BALDRICO (BAUDRI) di BOURGUEIL. - Monaco, n. nel 1046, m. nel 1130. Abate del monastero di S. Pietro di Bourgueil dal 1089, arcivescovo di Dol dal 1107 alla morte, fu uomo di vita pura e semplice e scrittore elegante, facile e vario. In versi lasciò un discreto numero di elogi funebri, alcuni inni, qualche epigramma, numerose lettere, di notevole interesse per la loro disinvolta scioltezza e per il contenuto morale. Il suo maggior lavoro, pure in versi, è l'epistola alla contessa Adele di Blois, specie di enciclopedia poetica, che getta viva luce sulle fonti ed i modi della cultura a lui contemporanea.

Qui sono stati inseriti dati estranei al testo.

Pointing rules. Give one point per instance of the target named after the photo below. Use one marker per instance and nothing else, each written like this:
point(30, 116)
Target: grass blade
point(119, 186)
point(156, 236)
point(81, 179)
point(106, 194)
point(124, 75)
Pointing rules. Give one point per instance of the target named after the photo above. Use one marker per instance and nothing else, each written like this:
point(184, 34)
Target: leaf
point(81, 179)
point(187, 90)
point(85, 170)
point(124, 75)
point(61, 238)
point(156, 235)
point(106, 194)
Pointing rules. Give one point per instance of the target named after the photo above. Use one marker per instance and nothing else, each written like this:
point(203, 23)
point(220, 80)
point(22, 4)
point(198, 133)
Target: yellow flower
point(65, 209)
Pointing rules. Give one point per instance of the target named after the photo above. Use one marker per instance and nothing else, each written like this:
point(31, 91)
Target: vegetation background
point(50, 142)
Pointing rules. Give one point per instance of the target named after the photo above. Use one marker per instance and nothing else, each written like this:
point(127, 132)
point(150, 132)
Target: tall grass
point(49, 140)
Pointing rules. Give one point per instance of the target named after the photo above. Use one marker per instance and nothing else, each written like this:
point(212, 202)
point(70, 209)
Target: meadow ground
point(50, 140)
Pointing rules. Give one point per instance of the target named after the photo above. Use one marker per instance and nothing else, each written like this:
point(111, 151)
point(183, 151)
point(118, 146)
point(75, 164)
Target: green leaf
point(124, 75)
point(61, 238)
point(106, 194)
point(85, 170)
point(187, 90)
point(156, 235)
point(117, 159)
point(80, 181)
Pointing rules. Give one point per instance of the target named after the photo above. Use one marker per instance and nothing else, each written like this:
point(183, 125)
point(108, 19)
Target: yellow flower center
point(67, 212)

In prosa fu autore di una Historia Hierosolymitana, in quattro libri, ch'è tra le più antiche cronache della prima crociata.
BALDRICO (BAUDRI) DI BOURGUEIL
BIBL.: L'edizione delle prose è data in PL 166, 1037 seg.: dei versi, da W. Abrahams, in Les oeuvres poétiques de Baudri de B., Parigi 1926. Cf. inoltre: A. Thurot, Etudes critiques sur les historiens de la première croisade, Baudri de B., in Revue historique, pp. 372-86; H. Pasquier, Un poète latin du XIe siècle, Baudri abbe de B., archevêque de Dol, d'après des documents inédits, Parigi 1879.